Education and training - or what Gordon Brown liked to called "lifelong learning" in his keynote speech - are a big part of the strategy to keep the UK competitive with the rest of the world.

Surely vendors can't be blind to their self-interest in training workers in their products. What better way could there be to create a new generation of paying customers?

So Microsoft's e-skills training push fits right into this theme - no coincidence, surely, as it's their event.

This sort of vendor-led training - which usually includes donating software and curriculum to those being trained - is nothing new and Microsoft is certainly not alone in its efforts. But is it such a good idea?

Presumably we want a workforce and an IT workforce with a range of skills. Our annual skills survey shows shortages in both Windows and Linux - with Linux being in shorter supply.

And yet you can bet vendor-led training features how to use the company's products and technologies - and perhaps those of their partners. So more with the Windows, less with the Linux.

Microsoft made a big deal about the company's desire not only to pursue profits but also to encourage social and economic growth, with one executive saying: "We think private businesses have an important role to play in public issues."

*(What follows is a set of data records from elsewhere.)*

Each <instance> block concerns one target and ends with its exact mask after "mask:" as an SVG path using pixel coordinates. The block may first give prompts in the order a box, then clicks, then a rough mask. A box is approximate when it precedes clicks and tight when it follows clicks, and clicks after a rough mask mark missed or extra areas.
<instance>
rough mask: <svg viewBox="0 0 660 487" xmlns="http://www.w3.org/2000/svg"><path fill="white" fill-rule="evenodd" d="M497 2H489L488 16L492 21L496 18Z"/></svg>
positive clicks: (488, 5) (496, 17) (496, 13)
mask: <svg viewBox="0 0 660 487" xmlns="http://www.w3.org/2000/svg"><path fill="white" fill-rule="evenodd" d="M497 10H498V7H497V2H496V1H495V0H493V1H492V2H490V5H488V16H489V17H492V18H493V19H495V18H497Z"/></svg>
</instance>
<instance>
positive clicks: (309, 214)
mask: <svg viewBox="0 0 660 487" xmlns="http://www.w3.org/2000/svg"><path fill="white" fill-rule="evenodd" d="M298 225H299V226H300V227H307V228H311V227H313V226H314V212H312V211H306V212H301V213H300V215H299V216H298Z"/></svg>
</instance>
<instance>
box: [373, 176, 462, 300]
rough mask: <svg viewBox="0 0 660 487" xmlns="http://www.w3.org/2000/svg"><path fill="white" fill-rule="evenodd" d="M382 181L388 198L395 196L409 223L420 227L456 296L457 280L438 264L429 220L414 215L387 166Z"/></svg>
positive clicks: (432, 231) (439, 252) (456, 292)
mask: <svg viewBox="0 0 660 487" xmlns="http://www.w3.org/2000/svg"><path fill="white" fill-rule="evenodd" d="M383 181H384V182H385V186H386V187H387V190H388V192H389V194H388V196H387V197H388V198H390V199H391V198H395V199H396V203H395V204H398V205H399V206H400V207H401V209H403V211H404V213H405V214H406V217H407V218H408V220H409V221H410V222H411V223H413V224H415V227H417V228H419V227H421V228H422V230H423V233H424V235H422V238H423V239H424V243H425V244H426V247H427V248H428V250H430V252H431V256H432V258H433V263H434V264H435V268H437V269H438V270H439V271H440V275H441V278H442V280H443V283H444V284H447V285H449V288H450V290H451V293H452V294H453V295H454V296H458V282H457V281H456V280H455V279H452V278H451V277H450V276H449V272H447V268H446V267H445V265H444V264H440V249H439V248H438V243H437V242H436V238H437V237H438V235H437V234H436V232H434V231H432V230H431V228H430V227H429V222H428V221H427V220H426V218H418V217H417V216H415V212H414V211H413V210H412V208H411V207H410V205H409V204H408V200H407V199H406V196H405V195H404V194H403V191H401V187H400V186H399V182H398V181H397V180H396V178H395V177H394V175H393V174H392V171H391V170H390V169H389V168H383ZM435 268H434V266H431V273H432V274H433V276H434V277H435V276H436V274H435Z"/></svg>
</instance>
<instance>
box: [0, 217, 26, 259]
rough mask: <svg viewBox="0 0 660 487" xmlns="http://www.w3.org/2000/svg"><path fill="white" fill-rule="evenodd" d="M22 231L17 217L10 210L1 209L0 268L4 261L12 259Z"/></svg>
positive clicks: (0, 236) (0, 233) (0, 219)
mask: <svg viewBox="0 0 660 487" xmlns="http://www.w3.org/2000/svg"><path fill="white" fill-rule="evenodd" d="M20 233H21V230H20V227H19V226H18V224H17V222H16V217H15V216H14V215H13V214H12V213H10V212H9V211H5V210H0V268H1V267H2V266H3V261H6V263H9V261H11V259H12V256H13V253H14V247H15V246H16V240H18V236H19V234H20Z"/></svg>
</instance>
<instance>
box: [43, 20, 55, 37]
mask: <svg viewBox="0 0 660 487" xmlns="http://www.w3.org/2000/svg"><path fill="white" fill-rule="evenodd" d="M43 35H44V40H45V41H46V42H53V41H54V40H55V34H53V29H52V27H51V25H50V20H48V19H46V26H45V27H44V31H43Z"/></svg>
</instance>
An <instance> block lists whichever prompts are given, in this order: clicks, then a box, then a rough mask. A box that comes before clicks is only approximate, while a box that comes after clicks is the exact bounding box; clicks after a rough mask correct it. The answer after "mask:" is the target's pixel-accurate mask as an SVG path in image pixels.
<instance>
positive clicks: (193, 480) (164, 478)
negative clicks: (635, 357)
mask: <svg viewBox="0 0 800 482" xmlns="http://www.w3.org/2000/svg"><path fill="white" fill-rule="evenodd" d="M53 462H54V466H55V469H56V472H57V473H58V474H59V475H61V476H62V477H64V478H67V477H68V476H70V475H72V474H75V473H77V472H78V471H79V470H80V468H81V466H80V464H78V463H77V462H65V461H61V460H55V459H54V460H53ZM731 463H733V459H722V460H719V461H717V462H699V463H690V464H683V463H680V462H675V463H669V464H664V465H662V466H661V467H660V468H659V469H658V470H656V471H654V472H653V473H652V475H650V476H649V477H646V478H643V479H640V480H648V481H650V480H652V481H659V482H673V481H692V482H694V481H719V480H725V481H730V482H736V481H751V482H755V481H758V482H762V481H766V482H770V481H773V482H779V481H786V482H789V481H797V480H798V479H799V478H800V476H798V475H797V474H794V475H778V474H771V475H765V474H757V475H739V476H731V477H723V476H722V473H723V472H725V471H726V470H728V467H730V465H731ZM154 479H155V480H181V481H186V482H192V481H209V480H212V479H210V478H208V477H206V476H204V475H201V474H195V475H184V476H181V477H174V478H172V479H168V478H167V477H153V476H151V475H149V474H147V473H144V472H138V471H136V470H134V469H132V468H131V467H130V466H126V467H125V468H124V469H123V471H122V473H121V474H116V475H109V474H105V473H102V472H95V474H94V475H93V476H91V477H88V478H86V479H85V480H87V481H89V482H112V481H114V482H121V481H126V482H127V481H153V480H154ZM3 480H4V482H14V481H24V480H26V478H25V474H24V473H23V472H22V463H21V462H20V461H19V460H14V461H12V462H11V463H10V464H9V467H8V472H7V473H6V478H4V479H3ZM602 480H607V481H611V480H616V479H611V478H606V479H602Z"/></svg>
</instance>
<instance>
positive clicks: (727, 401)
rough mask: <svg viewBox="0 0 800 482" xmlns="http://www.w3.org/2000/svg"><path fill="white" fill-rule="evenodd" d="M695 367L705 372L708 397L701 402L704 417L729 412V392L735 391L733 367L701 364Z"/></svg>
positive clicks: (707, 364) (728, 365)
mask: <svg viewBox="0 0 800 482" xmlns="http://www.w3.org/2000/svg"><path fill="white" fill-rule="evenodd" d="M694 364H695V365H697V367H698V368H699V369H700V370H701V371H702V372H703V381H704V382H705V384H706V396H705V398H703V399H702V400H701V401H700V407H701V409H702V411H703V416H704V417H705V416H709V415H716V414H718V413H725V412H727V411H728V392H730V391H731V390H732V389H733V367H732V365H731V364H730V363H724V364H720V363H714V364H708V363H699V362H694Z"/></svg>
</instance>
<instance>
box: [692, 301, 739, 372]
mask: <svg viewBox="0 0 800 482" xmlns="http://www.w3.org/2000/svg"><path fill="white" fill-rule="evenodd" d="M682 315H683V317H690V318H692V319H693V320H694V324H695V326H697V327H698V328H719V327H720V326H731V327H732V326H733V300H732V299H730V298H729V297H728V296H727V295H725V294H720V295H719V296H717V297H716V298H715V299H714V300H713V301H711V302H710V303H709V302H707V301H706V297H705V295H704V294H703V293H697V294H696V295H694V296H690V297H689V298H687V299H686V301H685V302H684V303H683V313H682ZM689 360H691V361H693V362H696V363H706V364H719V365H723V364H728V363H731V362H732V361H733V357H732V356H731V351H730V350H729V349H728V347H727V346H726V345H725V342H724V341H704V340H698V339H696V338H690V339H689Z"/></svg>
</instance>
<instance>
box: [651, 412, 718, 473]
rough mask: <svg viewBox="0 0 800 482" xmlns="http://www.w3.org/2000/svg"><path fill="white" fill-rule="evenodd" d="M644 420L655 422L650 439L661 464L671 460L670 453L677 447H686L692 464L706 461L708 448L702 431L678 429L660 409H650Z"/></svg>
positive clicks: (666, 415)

But surely vendors can't be blind to their self-interest in training workers in their products. What better way could there be to create a new generation of paying customers?

And surely training led by a single vendor is not the way to create broadly skilled workers. We'd feel more comfortable with Microsoft's pronouncements if it was willing to partner with, say, a Red Hat or an IBM for an e-skills push.

One can't overlook the fact that the Microsoft-sponsored Edinburgh conference at which these topics were discussed was held at the Scottish parliament building.

Private companies have long influenced government, though typically through behind-closed-doors lobbying. This latest arrangement feels a little too cosy.